# Storage

> `POD` and containers are __ephemeral__, which has it's upsides and downsides

An upsides, as we have seen:
- Easy to create
- Easy to destroy 
- Immutable and easier to reason about
- Easy to parallelize

But, unfortunately, there are some downsides:
- __When container/`POD` is removed all of the data created by it on local disk is also removed__
- Each container is separate entity, hence sharing data between containers is not possible...

... not possible unless we introduce `Volume`s!

# Volumes

`Volume`s in `k8s` are a little different from the ones in `Docker`.

Brief overview of `volume`s in `Docker`:
- Directory on `disk` or in another `container`
- `Volume`s are mounted to containers during runtime
- One can share data across instances (or using `cloud` storage) via `drivers` (see [here](https://docs.docker.com/storage/volumes/#share-data-among-machines))

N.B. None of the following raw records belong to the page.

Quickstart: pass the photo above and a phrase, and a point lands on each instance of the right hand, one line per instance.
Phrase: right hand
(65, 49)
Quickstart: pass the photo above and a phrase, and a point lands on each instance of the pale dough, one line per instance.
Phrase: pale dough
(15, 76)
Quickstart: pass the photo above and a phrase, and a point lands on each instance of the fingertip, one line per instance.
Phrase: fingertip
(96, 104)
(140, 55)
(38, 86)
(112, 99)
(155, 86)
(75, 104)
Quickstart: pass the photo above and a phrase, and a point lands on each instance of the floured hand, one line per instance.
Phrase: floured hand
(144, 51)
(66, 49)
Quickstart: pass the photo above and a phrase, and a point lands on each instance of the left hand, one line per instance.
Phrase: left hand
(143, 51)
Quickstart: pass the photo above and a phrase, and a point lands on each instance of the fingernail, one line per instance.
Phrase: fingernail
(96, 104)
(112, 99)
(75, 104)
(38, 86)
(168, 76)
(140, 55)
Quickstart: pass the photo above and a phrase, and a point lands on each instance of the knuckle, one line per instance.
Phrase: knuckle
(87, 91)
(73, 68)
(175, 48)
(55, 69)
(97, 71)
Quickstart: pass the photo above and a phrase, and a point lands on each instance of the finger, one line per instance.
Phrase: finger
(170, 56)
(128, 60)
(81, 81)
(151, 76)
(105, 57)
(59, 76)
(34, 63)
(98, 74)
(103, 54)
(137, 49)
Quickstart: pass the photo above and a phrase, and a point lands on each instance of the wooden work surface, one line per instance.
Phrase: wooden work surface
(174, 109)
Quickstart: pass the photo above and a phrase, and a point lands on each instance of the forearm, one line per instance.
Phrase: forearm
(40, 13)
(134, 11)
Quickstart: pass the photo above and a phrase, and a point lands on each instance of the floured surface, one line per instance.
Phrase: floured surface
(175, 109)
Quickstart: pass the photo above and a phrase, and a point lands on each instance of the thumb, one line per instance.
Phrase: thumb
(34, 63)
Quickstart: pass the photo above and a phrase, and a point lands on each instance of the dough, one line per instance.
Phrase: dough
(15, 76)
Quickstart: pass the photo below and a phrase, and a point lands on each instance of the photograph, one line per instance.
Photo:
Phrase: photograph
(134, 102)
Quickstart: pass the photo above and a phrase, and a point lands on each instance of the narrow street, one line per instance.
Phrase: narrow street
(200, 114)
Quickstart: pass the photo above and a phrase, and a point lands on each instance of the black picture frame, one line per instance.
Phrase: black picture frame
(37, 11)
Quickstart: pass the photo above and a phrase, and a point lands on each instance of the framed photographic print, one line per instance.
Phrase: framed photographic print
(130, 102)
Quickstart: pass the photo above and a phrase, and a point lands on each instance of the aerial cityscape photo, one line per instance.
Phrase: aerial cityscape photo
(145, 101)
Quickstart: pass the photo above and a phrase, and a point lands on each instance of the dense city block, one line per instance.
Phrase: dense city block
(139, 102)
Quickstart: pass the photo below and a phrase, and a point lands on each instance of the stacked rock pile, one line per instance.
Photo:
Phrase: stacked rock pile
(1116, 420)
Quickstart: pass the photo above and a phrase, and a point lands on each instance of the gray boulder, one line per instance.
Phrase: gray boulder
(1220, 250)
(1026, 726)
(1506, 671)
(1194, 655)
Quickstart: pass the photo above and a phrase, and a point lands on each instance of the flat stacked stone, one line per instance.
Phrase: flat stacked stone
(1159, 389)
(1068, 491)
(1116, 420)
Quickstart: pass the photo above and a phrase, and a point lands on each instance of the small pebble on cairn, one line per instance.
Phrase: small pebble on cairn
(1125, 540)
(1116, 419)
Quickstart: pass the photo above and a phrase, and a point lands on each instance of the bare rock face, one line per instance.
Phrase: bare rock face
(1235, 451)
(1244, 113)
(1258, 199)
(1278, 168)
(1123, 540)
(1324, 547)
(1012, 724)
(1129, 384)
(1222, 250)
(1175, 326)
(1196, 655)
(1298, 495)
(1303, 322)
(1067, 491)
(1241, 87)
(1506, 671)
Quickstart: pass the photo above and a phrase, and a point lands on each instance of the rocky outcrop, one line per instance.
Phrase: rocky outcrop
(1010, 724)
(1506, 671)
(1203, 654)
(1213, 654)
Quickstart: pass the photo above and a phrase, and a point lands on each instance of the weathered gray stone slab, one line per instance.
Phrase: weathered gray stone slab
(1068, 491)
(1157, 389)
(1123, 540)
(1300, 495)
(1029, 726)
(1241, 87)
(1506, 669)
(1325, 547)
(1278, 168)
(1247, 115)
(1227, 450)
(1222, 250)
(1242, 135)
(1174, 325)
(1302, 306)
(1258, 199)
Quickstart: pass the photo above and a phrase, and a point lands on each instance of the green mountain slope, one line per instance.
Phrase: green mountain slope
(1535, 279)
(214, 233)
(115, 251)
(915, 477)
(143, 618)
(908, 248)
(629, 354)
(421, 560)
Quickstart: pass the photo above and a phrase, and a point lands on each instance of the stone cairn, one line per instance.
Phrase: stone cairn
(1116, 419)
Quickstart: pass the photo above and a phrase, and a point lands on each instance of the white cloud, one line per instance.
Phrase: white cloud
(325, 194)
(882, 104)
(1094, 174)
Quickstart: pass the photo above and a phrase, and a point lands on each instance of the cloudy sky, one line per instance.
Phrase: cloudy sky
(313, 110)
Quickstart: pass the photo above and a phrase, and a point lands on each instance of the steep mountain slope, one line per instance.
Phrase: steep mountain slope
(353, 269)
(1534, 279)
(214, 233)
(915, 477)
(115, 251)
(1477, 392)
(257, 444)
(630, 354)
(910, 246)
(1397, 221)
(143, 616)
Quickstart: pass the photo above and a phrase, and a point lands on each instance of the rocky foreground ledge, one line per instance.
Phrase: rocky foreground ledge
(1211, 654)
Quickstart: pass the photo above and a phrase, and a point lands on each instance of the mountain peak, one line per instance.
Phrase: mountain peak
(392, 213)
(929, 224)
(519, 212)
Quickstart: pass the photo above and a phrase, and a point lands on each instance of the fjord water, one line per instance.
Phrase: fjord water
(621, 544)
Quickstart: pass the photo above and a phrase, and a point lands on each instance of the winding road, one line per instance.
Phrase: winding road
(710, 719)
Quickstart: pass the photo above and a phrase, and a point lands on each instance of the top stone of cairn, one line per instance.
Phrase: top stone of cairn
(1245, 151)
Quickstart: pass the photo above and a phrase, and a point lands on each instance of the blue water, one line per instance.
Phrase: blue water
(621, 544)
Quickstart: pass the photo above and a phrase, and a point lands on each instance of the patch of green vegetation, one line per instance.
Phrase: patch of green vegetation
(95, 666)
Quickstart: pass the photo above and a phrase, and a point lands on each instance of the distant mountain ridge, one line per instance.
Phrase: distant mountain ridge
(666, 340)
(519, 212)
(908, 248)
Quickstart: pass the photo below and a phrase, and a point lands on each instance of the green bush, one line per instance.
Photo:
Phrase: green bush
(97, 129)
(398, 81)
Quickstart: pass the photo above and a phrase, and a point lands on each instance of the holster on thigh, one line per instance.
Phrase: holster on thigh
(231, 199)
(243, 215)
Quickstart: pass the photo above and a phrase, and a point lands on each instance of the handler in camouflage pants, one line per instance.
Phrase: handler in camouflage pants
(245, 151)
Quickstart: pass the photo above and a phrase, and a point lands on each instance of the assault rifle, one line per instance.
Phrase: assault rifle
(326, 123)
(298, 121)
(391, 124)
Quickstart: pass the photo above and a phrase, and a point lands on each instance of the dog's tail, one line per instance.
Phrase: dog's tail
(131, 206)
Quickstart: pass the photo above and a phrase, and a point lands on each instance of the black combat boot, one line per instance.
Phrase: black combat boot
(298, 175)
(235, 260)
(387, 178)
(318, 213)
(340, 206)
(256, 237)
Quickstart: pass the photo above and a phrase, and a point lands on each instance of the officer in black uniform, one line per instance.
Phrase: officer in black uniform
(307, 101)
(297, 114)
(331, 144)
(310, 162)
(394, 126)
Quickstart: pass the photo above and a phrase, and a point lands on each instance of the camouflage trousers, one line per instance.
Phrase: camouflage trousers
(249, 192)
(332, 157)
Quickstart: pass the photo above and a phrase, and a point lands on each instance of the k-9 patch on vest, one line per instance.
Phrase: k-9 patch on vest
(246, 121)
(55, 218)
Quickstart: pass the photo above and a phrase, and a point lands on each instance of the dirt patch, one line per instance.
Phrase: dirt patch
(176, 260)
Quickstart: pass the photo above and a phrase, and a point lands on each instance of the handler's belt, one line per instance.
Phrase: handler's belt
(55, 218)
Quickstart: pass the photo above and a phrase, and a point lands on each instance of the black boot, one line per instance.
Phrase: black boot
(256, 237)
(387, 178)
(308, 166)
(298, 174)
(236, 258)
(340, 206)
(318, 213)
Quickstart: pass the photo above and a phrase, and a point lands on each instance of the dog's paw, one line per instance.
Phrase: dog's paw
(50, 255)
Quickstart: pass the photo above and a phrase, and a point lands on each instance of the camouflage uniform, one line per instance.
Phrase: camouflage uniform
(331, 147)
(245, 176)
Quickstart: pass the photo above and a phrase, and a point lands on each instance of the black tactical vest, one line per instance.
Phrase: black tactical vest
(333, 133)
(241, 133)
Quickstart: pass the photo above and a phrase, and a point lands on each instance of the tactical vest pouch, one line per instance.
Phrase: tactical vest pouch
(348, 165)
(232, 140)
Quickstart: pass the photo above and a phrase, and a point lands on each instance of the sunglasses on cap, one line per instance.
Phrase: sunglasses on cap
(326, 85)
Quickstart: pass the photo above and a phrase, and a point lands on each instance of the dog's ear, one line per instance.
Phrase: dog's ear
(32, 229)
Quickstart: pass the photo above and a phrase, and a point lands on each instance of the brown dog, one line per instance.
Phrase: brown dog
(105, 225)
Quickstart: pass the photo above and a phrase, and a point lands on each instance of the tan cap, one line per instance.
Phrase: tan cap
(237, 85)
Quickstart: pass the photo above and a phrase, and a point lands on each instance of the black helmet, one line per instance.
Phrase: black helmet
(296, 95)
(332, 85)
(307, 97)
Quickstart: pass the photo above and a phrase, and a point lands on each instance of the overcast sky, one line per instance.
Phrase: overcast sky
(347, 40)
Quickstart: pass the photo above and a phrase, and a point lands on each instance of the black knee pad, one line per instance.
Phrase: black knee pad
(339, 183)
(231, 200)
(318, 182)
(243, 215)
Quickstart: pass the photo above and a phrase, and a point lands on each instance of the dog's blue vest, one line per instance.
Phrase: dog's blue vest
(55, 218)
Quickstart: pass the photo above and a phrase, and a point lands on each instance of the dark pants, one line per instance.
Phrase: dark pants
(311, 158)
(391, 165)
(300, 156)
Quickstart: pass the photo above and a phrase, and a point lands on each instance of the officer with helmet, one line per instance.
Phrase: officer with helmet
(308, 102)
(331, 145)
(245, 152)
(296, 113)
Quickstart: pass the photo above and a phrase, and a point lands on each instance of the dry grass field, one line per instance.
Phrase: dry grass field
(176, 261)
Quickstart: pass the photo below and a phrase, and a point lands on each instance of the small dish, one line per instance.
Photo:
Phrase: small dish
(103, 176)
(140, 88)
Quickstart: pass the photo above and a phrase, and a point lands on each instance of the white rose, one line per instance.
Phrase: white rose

Above resolves some of our problems, but the feature set is quite limited and __is not enough for handling large-scale deployments__

> `Kubernetes` supports a lot of `volume` types which makes our life substantially easier

High level features:
- __Any `volume`s can be mounted at the same time__
- __Ephemeral `volume`s__ - have lifetime the same as `POD`
- __Persistent `volume`s__ - are indepdent of `POD` lifetime
- __Data is available across `container`s restart__ handled by `kubelet`

Providing volumes to `POD`s is done via:
- `.spec.volumes` - specifies which `volumes` to use
- `.spec.containers[*].volumeMounts` - where and which volume to mount for specific container

`DaemonSet` with volume mounting (mounting `volume` residing on `node`, similiar to basic `docker` volume case):

In [None]:
---
apiVersion: apps/v1
kind: DaemonSet
metadata:
  name: fluentd-elasticsearch
  labels:
    k8s-app: fluentd-logging
spec:
  selector:
    matchLabels:
      name: fluentd-elasticsearch
  template:
    metadata:
      labels:
        name: fluentd-elasticsearch
    spec:
      containers:
      - name: fluentd-elasticsearch
        image: quay.io/fluentd_elasticsearch/fluentd:v2.5.2
        resources:
          limits:
            memory: 200Mi
          requests:
            cpu: 100m
            memory: 200Mi
        # Here we can mount them with `name` matching
        # Ephemeral Volumes
        volumeMounts:
        - name: varlog
          mountPath: /var/log
        - name: varlibdockercontainers
          mountPath: /var/lib/docker/containers
          readOnly: true
      terminationGracePeriodSeconds: 30
      # Here we define our volumes
      # Data from POD will be mounted
      volumes:
      - name: varlog
        hostPath:
          path: /var/log
      - name: varlibdockercontainers
        hostPath:
          path: /var/lib/docker/container

## `subPath`

> __`subPath` allows us to share single `volume` for multiple uses in single `POD`__

We could also do that via `mountPath`, but:
- there is no access separation between different containers
- more data is mounted than necessary for containers

Below is an example of `LAMP` stack (Linux Apache MySql PHP) defined as a "bare POD":

In [None]:
apiVersion: v1
kind: Pod
metadata:
  name: my-lamp-site
spec:
    containers:
    - name: mysql
      image: mysql
      env:
      - name: MYSQL_ROOT_PASSWORD
        value: "rootpasswd"
      volumeMounts:
      - mountPath: /var/lib/mysql
        name: site-data
        subPath: mysql
    - name: php
      image: php:7.0-apache
      volumeMounts:
      - mountPath: /var/www/html
        name: site-data
        subPath: html
    volumes:
    - name: site-data
      persistentVolumeClaim:
        claimName: my-lamp-site-data

What `subpath` does in this case:
- for `php` data within `persistentVolume` inside `php` folder will be mounted under `/var/www/html`
- for `mysql` data within `persistentVolume` inside `mysql` folder will be mounted under `/var/www/mysql`

Please note that:
- `php` folder in `persistentVolume` __is not available for `mysql` container__
- `mysql` folder in `persistentVolume` __is not available for `php` container__

An additional explanation is given [here](https://stackoverflow.com/questions/65399714/what-is-the-difference-between-subpath-and-mountpath-in-kubernetes)

## Volume Types

`kubernetes` provides quite a few integrations for standard volumes, including:
- `AWS Elastic Block Store`
- Microsoft's Azure `Disk` and `File`
- Self-hosted `cephfs`
- [Google Cloud Persistent Disk](https://kubernetes.io/docs/concepts/storage/volumes/#gcepersistentdisk)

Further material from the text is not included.